Gaussian Mixtures

  • Intro
  • Overview
  • Notebook
  • Conclusion

Information

Primary software used Jupyter Notebook
Course Computational Intelligence for Integrated Design
Primary subject AI & ML
Secondary subject Machine Learning
Level Intermediate
Last updated November 11, 2024
Keywords

Gaussian Mixtures 0/3

Gaussian Mixtures link copied

Gaussian Mixture Models (GMMs) are probabilistic models that assume data is generated from a mixture of several Gaussian distributions, each representing a cluster with its own mean and variance. GMMs are used for clustering by assigning probabilities for each data point belonging to each Gaussian component, allowing for soft assignment rather than hard clustering. Through the Expectation-Maximization (EM) algorithm, GMMs iteratively adjust the parameters of each Gaussian to best fit the data, effectively capturing the underlying distribution of complex datasets.

For this tutorial you need to have installed Python, Jupyter notebooks, and some common libraries including Scikit Learn. Please see the following tutorial for more information.

Plots showing the different covariance options for Gaussian Mixture models.
Plots showing the different covariance options for Gaussian Mixture models.

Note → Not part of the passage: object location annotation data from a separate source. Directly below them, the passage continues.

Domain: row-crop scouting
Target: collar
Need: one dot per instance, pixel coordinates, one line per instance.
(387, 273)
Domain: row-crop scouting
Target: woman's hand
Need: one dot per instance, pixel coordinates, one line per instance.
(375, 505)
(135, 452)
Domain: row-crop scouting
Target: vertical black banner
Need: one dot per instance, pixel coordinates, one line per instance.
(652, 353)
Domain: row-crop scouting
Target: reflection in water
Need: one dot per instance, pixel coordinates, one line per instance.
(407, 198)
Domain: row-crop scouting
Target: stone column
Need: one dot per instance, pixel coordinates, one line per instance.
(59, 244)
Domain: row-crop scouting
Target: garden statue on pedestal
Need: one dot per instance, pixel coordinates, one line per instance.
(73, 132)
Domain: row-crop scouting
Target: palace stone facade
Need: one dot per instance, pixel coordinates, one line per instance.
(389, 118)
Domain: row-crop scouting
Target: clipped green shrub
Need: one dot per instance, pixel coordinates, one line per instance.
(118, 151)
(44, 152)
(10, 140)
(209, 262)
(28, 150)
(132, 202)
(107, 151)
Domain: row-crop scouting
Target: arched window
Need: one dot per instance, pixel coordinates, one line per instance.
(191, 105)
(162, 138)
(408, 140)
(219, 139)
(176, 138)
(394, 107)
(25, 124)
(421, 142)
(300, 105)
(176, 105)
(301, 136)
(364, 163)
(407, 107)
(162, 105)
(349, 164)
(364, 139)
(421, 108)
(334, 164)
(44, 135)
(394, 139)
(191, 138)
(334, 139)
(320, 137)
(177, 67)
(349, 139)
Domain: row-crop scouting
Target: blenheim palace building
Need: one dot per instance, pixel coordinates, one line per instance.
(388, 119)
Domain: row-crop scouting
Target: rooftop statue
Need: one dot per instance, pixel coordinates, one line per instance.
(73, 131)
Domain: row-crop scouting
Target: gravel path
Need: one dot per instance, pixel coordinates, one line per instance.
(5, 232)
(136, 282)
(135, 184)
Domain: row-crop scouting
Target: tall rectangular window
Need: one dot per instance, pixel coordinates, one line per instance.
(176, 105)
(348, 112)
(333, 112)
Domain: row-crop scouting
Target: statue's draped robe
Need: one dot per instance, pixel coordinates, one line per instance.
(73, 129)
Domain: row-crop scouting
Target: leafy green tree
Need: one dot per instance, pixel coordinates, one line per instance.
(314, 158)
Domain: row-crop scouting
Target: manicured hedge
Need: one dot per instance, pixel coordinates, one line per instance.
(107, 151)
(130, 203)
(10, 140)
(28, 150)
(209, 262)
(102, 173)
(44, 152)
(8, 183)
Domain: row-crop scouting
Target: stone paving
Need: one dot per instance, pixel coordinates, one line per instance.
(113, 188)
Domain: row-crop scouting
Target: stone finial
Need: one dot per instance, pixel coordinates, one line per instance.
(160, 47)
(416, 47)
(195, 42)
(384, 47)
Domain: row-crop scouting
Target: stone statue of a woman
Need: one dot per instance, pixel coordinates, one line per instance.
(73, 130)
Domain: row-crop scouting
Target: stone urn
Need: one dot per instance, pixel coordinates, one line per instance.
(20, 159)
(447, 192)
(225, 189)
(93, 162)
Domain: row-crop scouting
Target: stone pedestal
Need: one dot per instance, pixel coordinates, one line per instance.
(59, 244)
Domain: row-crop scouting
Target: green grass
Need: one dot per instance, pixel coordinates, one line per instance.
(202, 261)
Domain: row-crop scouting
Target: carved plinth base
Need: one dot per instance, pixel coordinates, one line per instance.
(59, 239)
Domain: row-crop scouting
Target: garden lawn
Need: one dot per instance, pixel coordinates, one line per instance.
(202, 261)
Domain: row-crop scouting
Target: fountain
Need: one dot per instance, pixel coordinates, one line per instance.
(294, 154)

Download the Jupyter notebook here to follow along with the tutorial.

Download 01_Gaussian-Mixture
application/zip (ZIP, 136 KB)

Gaussian Mixtures 1/3

Overview link copied

Gaussian Mixture is a type model corresponding to the probability distribution of a collection of data points within the data set. It is a probabilistic model which assumes that the data points are generated from a mixture of a finite number of Gaussian distributions with unknown parameters. 

Gaussian Mixture uses an EM (Expectation-Maximization) algorithm to determine the parameters. The algorithm starts from an initial estimate of the density contours which can be controlled by the init_params parameter in SciKit Learn. The options are kmeans, k-means ++, random, and random_from_data. The algorithm then proceeds to update the density contours until convergence. Each iteration consists of an E-step and an M-step.

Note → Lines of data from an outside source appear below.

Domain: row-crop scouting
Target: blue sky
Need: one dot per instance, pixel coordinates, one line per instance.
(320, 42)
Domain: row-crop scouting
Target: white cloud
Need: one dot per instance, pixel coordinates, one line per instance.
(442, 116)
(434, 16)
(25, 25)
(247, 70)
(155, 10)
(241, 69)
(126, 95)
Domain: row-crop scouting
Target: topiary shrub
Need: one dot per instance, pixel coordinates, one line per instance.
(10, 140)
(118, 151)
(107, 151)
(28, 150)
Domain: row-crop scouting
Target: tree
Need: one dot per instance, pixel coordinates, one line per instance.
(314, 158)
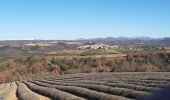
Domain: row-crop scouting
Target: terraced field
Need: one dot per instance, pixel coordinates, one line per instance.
(94, 86)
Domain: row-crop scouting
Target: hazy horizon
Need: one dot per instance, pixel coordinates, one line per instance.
(74, 19)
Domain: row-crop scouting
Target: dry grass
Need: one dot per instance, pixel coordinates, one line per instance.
(89, 94)
(52, 92)
(25, 93)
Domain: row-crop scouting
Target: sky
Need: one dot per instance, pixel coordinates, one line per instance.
(73, 19)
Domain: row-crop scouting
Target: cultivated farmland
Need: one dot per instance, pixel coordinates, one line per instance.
(93, 86)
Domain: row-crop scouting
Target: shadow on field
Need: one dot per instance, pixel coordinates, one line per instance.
(163, 94)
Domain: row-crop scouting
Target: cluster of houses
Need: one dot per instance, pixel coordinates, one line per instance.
(96, 46)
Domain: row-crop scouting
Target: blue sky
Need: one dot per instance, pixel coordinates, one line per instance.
(72, 19)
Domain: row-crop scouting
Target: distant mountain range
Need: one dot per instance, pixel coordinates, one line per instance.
(120, 38)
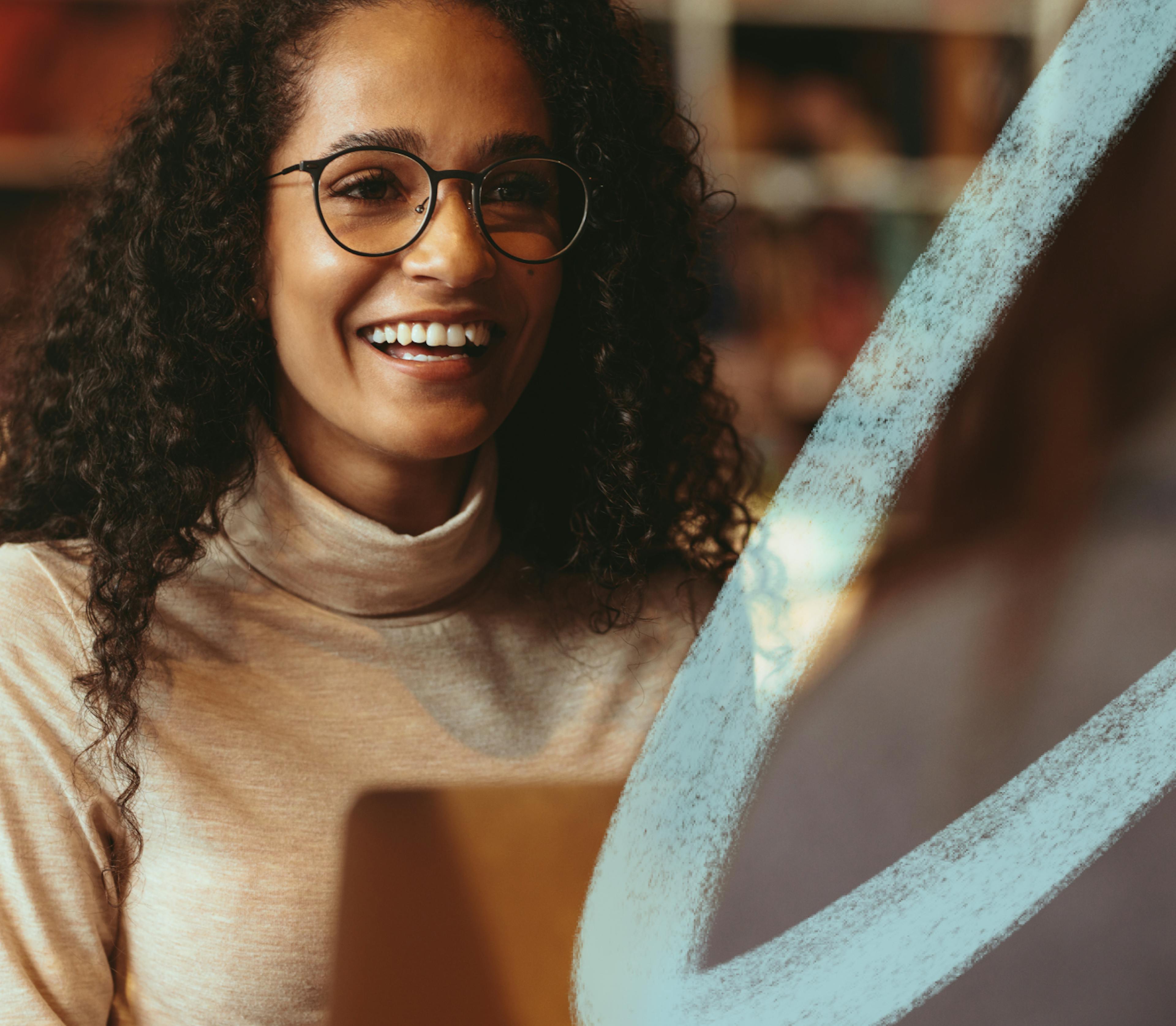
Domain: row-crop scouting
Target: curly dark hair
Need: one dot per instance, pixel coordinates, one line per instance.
(126, 423)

  • E-step: compute the membership weights for all data points and density contours (weights of Gaussians)
  • M-step: use the membership weights to calculate new density contours (parameters of Gaussians)

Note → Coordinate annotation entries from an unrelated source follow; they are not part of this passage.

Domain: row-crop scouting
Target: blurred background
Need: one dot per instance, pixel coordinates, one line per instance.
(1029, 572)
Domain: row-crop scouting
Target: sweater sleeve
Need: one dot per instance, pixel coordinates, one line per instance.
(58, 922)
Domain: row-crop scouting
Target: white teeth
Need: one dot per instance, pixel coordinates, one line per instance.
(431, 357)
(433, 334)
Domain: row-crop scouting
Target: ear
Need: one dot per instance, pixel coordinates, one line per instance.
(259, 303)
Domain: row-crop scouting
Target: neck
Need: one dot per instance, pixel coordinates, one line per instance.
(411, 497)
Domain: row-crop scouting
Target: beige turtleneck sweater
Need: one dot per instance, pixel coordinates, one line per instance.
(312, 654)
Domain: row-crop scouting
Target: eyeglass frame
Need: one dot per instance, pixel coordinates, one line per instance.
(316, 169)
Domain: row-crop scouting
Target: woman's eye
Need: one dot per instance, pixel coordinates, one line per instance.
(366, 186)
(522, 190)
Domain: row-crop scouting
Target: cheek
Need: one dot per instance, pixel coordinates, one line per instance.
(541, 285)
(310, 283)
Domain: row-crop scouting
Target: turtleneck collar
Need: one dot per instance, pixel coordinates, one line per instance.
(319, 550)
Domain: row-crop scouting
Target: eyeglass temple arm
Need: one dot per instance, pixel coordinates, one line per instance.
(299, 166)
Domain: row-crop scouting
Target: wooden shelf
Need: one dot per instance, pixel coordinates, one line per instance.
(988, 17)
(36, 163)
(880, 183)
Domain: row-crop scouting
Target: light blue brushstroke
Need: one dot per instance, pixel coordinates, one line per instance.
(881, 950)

EM steps are continuously taken until a stopping condition has been reached. It is possible to think of mixture models as a method to incorporate information about the covariance structure of the data and the centers of the latent Gaussians into k-means, thereby extending upon K-Means clustering.

Covariance is determined by the covariance_type parameter in SciKit Learn. In Gaussian Mixtures, the density contours are ellipsoids. The covariance determines the directions and the lengths of the axes of these density contours. SciKit Learn allows for use of four different types of covariance including diagonal, spherical, tied and full covariance. These are demonstrated in the next chapters.

Gaussian Mixtures 2/3

Notebook link copied

Dataset

For this notebook, we will use a generated dataset in the shape of elongated clusters. We can generate and visualize the dataset below.

import numpy as np
import matplotlib.pyplot as plt
from sklearn.datasets import make_blobs

# create dataset and stretch to create non-spherical clusters
X, y = make_blobs(
n_samples=300, centers=3,
cluster_std=0.60, random_state=0
)
rng = np.random.RandomState(13)
X_stretched = np.dot(X, rng.randn(2, 2))

plt.scatter(
X_stretched[:, 0], X_stretched[:, 1],
c='white', marker='o',
edgecolor='black', s=50
)
plt.axis('equal')
plt.show()
Scatter plot of the data set.
Scatter plot of the data set.

K-Means

As discussed in the previous notebook, K-Means works best for spherical clusters. When the dataset is stretched like it is above, K-Means does not identify the clusters. This is where other clustering methods, like Gaussian Mixture help. Below, we can see that K-Means does not properly cluster the data.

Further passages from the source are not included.